Glittering univs are not churning gold

A majority of immigrants from India and five other nations who started one fourth of the technology and engineering companies in the United States in the last 10 years were not educated in elite institutions, says a study.

The findings were part of a new study conducted by researchers at Duke University and the University of California, at Berkeley, as a follow-up to a report released in January which showed that in 25.3 per cent of the companies started between 1995-2005, at least one key founder was foreign-born.

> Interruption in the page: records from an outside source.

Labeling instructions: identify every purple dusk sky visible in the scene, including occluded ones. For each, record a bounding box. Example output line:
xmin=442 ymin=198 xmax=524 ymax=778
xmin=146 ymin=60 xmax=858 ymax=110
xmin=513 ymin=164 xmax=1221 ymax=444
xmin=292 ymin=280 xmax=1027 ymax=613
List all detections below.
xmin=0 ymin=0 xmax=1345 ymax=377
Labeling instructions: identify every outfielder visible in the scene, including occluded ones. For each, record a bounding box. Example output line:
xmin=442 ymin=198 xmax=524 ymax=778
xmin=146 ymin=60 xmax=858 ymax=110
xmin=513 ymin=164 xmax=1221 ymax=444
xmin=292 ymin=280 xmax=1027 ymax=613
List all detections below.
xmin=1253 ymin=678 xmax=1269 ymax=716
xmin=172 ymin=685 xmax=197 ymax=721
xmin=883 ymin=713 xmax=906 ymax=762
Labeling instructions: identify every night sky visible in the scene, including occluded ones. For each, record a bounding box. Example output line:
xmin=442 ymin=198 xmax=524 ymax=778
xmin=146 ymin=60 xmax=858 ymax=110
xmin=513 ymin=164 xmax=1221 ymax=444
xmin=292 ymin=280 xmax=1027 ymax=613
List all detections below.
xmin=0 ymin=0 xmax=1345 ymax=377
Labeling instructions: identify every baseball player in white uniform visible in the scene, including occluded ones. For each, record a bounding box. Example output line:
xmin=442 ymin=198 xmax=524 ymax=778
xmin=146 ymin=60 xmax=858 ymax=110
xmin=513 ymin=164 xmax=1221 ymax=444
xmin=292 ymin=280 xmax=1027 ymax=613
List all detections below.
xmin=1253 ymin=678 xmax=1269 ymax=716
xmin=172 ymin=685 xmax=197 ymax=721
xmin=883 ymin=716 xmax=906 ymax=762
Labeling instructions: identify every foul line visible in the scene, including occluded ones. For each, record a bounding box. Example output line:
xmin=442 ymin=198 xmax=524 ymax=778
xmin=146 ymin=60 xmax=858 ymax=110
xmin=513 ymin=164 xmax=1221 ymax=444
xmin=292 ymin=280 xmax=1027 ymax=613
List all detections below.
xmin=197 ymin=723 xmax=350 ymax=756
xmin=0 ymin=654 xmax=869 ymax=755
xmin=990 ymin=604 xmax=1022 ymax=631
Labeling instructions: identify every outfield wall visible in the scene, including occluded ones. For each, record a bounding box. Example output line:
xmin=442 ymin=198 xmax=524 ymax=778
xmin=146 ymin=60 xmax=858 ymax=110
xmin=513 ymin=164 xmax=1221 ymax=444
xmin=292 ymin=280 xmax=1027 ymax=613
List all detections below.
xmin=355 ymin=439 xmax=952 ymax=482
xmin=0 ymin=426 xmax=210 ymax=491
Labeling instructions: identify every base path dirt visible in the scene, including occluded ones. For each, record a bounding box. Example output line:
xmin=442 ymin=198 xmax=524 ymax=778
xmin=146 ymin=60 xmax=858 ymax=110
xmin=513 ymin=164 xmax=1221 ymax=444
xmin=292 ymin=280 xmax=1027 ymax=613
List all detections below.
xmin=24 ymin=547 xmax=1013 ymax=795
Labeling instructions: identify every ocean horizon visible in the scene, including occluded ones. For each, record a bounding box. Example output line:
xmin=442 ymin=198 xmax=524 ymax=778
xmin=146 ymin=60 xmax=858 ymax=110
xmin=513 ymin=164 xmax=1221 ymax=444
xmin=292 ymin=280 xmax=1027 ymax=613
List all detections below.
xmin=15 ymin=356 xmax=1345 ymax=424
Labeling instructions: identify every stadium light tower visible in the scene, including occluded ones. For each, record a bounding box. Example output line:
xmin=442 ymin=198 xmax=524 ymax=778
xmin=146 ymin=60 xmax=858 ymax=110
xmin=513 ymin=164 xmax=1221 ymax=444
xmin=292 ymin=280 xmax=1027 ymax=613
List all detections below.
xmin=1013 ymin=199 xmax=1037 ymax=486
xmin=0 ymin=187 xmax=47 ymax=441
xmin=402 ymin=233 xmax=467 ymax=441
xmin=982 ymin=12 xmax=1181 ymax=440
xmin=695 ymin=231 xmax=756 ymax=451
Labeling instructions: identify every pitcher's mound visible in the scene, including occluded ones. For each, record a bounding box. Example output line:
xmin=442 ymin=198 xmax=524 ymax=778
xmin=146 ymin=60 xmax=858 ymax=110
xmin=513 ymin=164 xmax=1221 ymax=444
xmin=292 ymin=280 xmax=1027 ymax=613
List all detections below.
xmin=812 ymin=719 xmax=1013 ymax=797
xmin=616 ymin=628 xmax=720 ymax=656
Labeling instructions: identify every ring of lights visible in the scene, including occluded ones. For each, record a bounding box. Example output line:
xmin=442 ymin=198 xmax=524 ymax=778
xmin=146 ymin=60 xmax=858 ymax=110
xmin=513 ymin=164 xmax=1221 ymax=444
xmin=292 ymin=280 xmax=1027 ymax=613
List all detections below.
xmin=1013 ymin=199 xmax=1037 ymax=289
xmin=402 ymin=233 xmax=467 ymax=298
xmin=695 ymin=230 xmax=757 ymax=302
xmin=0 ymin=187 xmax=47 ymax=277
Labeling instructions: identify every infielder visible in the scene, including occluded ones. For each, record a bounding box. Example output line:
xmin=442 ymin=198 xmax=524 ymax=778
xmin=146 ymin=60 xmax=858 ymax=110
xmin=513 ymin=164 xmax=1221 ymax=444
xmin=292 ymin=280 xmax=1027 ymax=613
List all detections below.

Nationwide, these immigrant-founded companies produced $52 billion in sales and employed 450,000 workers in 2005. The majority of these immigrant entrepreneurs came from India, Britain, China, Taiwan, Japan and Germany.

Highlights:

* More than half of the foreign-born founders of US technology and engineering businesses initially came to the United States to study. Very few came with the sole purpose of starting a company.

* Almost 40 per cent of immigrant founders entered the country because of a job opportunity, with only 1.6 percent entering the country with the sole purpose of entrepreneurship. They typically founded companies after working and residing in the United States for an average of 13 years.

* Technology centres with a greater concentration of immigrant entrepreneurs in their state averages include Silicon Valley (52.4 per cent), New York City (43.8 per cent), and Chicago (35.8 per cent). Three technology centres had a below-average rate of immigrant-founded companies: Portland (17.8 per cent), Research Triangle Park (18.7 per cent) and Denver (19.4 per cent).